Easy Street

Easy Street: April 7

Heidi Moore Apr 7, 2011

Easy Street is Marketplace’s morning roundup of the most interesting news stories and commentary about Wall Street, Washington and the world beyond.

Top Story

Portuguese for bailout: Portugal, like Ireland and Greece before it, asks for a bailout from the EU. It could cost up to $129 billion to save the struggling country.

Banking

You say you want a revolution: Why banks need society more than society needs banks, according to Umair Haque.

No More Questions About Quattrone:Investment banker Frank Quattrone was the premier symbol of the last tech boom, employing hundreds of bankers that helped take hundreds of dot coms public. Now, Andrew Ross Sorkin writes, Quattrone has reinvented himself for the new tech boom.

Related: So has 70-year-old investment banker Thomas Weisel.

Related: Wilson Sonsini, the favorite law firm of the tech industry, is trying to keep its head high through scandals. They don’t seem to be hurting business.

Investing

Off market: Goldman tried to create a private market, but companies got bored and walked away, reports Greg Zuckerman.

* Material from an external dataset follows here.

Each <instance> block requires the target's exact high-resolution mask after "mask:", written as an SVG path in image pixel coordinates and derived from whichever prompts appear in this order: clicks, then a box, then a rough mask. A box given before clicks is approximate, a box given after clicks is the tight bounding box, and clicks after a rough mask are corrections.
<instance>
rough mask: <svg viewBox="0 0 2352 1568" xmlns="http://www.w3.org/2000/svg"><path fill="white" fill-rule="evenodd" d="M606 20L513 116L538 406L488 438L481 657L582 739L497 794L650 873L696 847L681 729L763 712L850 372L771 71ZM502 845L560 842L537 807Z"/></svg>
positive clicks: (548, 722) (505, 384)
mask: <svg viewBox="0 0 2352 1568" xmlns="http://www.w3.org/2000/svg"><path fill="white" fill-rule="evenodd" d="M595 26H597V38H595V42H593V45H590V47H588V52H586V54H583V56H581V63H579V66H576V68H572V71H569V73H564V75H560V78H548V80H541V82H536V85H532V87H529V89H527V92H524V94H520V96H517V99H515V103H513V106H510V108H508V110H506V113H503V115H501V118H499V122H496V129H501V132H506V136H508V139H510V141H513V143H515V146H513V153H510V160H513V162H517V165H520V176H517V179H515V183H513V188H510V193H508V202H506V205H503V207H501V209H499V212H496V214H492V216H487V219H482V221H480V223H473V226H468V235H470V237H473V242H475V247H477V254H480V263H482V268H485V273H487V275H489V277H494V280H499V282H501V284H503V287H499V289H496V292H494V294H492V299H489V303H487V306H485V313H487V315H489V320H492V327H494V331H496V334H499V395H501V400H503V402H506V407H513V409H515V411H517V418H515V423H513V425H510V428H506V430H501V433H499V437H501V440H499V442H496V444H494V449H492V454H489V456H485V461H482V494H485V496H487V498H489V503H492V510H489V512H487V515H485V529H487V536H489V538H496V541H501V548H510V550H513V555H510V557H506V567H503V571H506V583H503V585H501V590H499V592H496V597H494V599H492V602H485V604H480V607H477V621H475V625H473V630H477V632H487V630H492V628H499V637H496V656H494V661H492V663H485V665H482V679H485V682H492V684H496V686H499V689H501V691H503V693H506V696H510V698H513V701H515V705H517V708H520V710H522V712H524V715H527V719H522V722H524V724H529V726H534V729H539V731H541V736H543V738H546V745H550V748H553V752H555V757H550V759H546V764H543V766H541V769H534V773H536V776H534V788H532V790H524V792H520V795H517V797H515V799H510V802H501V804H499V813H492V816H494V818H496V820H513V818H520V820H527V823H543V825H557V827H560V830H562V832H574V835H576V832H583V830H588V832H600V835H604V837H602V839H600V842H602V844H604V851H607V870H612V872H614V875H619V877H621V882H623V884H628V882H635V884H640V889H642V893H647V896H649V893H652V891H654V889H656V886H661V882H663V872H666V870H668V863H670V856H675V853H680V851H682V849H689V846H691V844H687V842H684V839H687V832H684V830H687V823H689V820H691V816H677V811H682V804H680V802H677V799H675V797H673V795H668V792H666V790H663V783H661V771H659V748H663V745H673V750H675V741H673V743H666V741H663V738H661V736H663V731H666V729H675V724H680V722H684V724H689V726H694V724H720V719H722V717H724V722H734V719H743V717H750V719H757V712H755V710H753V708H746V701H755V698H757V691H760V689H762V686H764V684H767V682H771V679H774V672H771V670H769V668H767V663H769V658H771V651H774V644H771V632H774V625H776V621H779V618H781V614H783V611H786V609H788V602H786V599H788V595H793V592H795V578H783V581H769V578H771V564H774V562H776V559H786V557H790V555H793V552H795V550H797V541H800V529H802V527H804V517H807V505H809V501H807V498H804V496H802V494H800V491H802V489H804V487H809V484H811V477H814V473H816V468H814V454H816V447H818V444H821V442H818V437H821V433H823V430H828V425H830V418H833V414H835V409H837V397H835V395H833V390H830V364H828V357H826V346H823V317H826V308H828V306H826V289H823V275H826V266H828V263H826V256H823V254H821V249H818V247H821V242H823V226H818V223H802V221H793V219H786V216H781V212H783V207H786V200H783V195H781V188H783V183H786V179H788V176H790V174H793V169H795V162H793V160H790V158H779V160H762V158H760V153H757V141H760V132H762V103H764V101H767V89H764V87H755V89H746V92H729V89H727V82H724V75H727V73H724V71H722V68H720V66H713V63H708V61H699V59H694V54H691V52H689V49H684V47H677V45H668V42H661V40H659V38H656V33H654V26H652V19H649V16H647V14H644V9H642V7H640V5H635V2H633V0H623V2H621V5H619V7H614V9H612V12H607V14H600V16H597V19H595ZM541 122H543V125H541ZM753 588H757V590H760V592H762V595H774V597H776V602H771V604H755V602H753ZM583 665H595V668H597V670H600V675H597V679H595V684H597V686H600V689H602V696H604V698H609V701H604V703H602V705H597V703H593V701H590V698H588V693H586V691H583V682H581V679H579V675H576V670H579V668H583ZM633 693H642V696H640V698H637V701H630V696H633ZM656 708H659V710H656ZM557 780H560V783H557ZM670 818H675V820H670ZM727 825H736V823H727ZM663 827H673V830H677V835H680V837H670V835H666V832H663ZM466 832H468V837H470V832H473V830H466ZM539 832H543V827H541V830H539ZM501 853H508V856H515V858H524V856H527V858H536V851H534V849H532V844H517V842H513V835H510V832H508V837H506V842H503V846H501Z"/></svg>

Falling stock: It used to be that going public was the sign of a company that was mature and ready for life among the giants. Now an IPO is the preferred option of companies that have no other way out of their financial troubles.

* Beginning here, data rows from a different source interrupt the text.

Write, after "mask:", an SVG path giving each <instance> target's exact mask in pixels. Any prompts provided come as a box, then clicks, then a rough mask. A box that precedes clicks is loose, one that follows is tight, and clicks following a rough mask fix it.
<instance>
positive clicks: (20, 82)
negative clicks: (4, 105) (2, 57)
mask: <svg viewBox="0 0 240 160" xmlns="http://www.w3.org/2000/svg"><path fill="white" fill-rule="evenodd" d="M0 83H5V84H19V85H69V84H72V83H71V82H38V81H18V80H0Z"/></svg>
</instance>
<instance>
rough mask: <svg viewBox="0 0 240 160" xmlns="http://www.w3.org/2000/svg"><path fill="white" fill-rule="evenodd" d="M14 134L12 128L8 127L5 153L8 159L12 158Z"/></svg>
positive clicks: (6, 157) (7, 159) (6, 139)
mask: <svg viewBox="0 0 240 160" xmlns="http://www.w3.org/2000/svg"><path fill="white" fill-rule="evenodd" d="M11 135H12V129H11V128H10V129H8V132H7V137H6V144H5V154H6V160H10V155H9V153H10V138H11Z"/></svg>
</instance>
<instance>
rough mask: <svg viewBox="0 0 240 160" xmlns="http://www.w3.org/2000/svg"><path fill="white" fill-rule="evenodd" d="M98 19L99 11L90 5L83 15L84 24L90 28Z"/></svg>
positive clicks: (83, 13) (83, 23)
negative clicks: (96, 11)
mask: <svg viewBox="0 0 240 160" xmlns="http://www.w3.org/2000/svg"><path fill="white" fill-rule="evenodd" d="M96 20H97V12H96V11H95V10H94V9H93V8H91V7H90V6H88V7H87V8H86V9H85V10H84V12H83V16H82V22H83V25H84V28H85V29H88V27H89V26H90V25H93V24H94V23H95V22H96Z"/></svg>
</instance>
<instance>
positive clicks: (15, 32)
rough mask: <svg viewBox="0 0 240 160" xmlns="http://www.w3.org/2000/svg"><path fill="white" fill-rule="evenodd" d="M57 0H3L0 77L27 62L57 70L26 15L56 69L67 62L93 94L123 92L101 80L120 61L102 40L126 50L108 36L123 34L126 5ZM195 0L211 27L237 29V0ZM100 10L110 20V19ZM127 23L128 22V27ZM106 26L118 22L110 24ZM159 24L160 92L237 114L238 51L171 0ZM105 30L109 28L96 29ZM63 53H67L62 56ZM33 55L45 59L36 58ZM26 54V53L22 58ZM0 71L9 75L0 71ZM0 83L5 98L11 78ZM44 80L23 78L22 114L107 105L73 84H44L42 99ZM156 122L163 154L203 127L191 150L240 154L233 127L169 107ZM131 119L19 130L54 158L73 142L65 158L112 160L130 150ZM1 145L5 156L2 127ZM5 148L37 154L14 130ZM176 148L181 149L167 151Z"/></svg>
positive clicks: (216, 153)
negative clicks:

Hedge funds: Many hedgies have lost their swagger since the financial crisis, including Ken Griffin of Citadel.

Related, from 2009: Hedgies were the rock stars of the financial boom until they fell to earth. Hard.

140 Investments: There is a hedge fund that plans to invest based on trends found on Twitter.[ It cannot keep up with demand, of course]

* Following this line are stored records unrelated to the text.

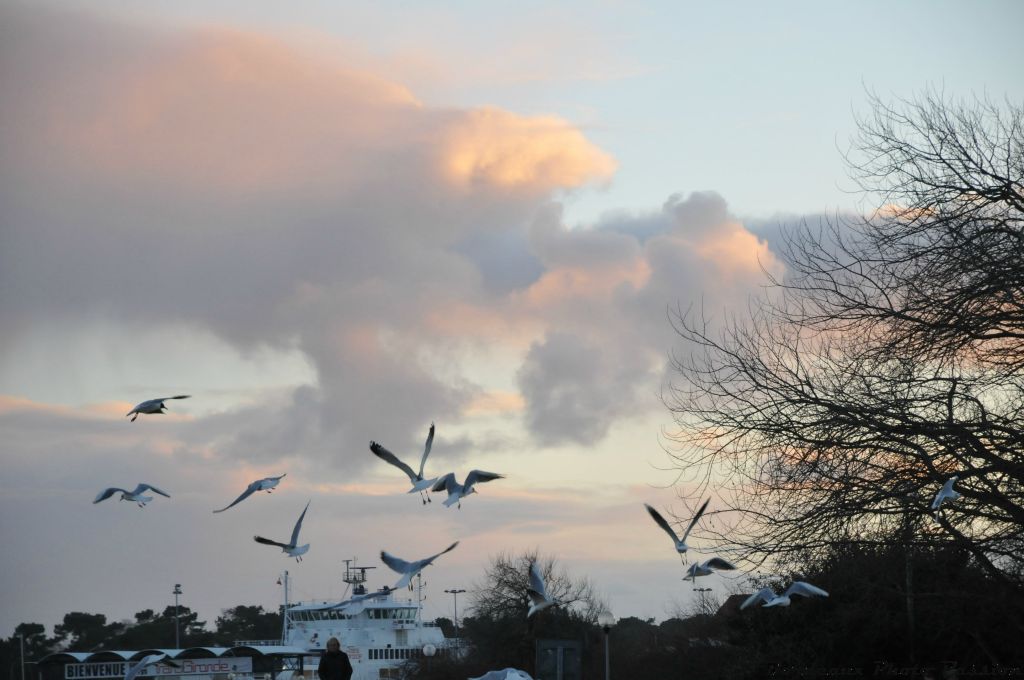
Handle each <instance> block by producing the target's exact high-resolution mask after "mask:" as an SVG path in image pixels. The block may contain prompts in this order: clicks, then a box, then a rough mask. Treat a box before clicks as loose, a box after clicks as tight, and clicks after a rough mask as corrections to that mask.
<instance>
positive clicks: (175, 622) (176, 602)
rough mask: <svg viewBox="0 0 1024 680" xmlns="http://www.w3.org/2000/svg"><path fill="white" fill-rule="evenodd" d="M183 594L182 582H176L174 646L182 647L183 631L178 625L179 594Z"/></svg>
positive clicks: (178, 647) (175, 646)
mask: <svg viewBox="0 0 1024 680" xmlns="http://www.w3.org/2000/svg"><path fill="white" fill-rule="evenodd" d="M180 594H181V584H179V583H176V584H174V648H175V649H180V648H181V633H180V629H179V627H178V595H180Z"/></svg>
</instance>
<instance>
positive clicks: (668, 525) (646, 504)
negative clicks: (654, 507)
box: [643, 503, 679, 543]
mask: <svg viewBox="0 0 1024 680" xmlns="http://www.w3.org/2000/svg"><path fill="white" fill-rule="evenodd" d="M643 507H645V508H647V512H649V513H650V516H651V517H652V518H653V519H654V521H655V522H657V525H658V526H660V527H662V528H664V529H665V533H666V534H668V535H669V536H671V537H672V540H673V541H675V542H676V543H679V537H678V536H676V533H675V532H673V530H672V527H671V526H669V522H667V521H665V517H663V516H662V513H659V512H658V511H657V510H655V509H654V508H652V507H650V506H649V505H647V504H646V503H644V504H643Z"/></svg>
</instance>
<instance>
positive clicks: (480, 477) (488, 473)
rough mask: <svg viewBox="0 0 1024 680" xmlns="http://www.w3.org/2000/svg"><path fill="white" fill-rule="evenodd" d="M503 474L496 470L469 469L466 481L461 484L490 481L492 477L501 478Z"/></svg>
mask: <svg viewBox="0 0 1024 680" xmlns="http://www.w3.org/2000/svg"><path fill="white" fill-rule="evenodd" d="M504 477H505V475H504V474H498V473H497V472H484V471H483V470H470V471H469V474H467V475H466V481H465V482H464V484H463V485H465V486H472V485H473V484H476V483H483V482H484V481H492V480H494V479H503V478H504Z"/></svg>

Related: The folly of trading on Twitter sentiment.

Real estate: Florida realtors have to walk into a lot of abandoned properties that are given over to decay or squatters. They’re doing it with guns. Marketplace’s Tracey Samuelson reports.

Commodities: Is America’s bread basket empty as prices for corn and wheat rise?

The Washington Matrix

Sticks and stones: 27% of all communication by members of Congress is in the form of taunts and insults – none of which will be affected by a government shutdown.

Departing Of Rifling Through Your Personal Communication: The Department of Justice thinks it would be an unnecessary pain to get a warrant before they go through your private email messages.

The Federal Reserve: What does it do, anyway? The San Francisco Fed explains it all, in easy graphics.

Today in Questioning The Direction of Humanity

Queenie: A mild-mannered woman in Miami posed as a lawyer and embezzled hundreds of thousands of dollars, which in part she hid through her virtual life on a game called YoVille.

Around the Web

Reuters has a new blog on the troublesome municipal bond markets, called Muniland.

Thanks to the New York Times’ DealBook, for giving us our first shoutout.